Wednesday, October 29, 2008

The Village Pounga

The African rainforest. The Mayombe Mountain range. Home of chimpanzees, gorillas, and all manner of secret and rarely seen wild animals. Some local peoples tell tales of a forest elephant, smaller than the ones seen on the plains and savannas of Kenya and Tanzania. Other legends speak of an enormous, ancient creature, with a long neck and tail that dwells, rarely seen, in the deepest and darkest corners of the rainforest. Whether or not any of these tales are true, this is where we ventured to spread the good news of the Gospel.
We spent 16 hours on the road, climbing higher and higher in our little 4x4 towards our goal: the village of Pounga. Our eyes widened as we saw towering trees perched on green, growing hills of grass and thorns and vines. Fruit trees with no name stood beside banana plants without number. Deep in the mountains were ancient, thick, muscled, twisted trees with long, hanging vines. I imagined grabbing them like Tarzan and swinging for miles. The red dust stirred up by our passage came in sharp contrast to the lush greens on either side.

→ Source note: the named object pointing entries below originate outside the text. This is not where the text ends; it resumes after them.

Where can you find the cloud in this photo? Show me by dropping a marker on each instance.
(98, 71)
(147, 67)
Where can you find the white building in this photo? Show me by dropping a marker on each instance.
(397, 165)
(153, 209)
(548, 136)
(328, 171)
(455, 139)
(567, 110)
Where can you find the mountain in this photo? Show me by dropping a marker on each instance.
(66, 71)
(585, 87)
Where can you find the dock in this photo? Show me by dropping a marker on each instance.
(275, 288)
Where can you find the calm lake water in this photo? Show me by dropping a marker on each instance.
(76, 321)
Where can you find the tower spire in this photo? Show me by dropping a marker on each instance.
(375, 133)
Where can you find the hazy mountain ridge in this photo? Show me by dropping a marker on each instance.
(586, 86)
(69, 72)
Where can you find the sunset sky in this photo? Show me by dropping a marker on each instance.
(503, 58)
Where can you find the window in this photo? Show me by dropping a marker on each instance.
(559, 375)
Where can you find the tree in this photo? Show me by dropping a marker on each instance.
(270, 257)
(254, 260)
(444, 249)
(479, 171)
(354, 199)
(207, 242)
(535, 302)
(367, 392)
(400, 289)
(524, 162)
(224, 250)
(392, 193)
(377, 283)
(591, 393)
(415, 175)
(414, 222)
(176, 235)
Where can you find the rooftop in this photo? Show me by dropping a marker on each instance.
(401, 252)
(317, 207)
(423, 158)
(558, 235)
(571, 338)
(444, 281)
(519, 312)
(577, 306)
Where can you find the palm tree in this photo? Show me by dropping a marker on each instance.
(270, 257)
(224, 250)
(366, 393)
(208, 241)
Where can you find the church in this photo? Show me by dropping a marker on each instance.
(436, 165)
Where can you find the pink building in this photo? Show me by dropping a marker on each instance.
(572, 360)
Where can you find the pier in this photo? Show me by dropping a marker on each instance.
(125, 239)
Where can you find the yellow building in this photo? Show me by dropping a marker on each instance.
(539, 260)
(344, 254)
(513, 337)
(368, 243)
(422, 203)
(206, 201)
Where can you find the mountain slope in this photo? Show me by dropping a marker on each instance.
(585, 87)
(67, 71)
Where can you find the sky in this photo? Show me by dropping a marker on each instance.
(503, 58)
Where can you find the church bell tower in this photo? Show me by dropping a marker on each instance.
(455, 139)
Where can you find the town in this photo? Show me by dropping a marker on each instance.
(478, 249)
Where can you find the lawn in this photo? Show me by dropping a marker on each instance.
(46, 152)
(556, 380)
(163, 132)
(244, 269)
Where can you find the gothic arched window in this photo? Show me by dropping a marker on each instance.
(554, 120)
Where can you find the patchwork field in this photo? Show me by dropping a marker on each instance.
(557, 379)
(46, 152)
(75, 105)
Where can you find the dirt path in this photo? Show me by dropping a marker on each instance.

Our voyage continued well into the evening and night, until we finally arrived in Pounga. All was dark and mysterious, but not silent. The sounds of the night were swallowed up by the sounds of families talking and laughing around the campfires outside of their houses. Contrary to what I expected, the pounding base line of music coming from the local bar/nightclub almost made me forget that we were as remote as we could get.
As we stumbled out of our vehicle, inky darkness surrounded us. I could barely see my hand in front of my face, and even the light from the moon and stars was hidden by thick clouds. Someone grabbed my hands and gave me a kiss on both cheeks to welcome me into their home. Chairs were set out for the weary female travelers to rest upon, while the brave, manly men set out to search for an acceptable place for us to sleep.
Amazingly, they found a place! There is an old, 100-yr Catholic mission stationed at the top of a steep hill/mountain they made us climb up (in the dark), on a slippery steep path about as wide as your foot, surrounded by tall, whispering grass that bent in the breeze and scared me half to death when it trailed across the back of my neck. The second half of my remaining life was almost removed when a goat jumped across the path right in front of me. By the time I reached the top, both my legs and my lungs were burning.
We spent the night in one of the guesthouse rooms. It was a termite-ridden affair held up by stilts over the edge of the small cliff we had just scaled. The boards on the floor of the girl’s room creaked and threatened to snap, protesting the years of feeding colonies of said termites. The little critters had even bored into the walls and left peepholes to the outside. I didn’t mind so much, because my mind was otherwise occupied figuring out how to set up our mosquito nets so that we didn’t all die of malaria (I try to avoid dying of anything whenever possible. Also, it gives visitors a bad impression…)
However, my paranoia of collapsing supports came back to the forefront of my mind when I visited our luxury, INDOOR bathroom, which included a real ceramic toilet seat! It was only missing the cover seat. And toilet paper. And plumbing. (Our fancy toiled was bolted down, but its primary way of flushing involved pouring a bucket of water into the bowl, and hearing certain things splash to the ground under the floor). But the relief I felt at not having to ‘do my business’ outside under a tree in the dark, where my friend the attack-goat might make a reappearance at any inopportune moment, quickly faded as I realized that the termites had also found their way to the bathroom. I could literally SEE THROUGH THE FLOOR to the ground. Every step caused the room to shake and shift, which did not make me feel confident that I would not end up falling through the floor and resting my mortal body among years of other people’s waste, while my eternal soul was turned away from the pearly gates as the stench, (which would surely permeate not only my newly-dead body, but also my spirit, for the rest of the existence of time) would cause even benevolent St Peter to turn me away. Did purgatory include showers and soap? I certainly hoped so.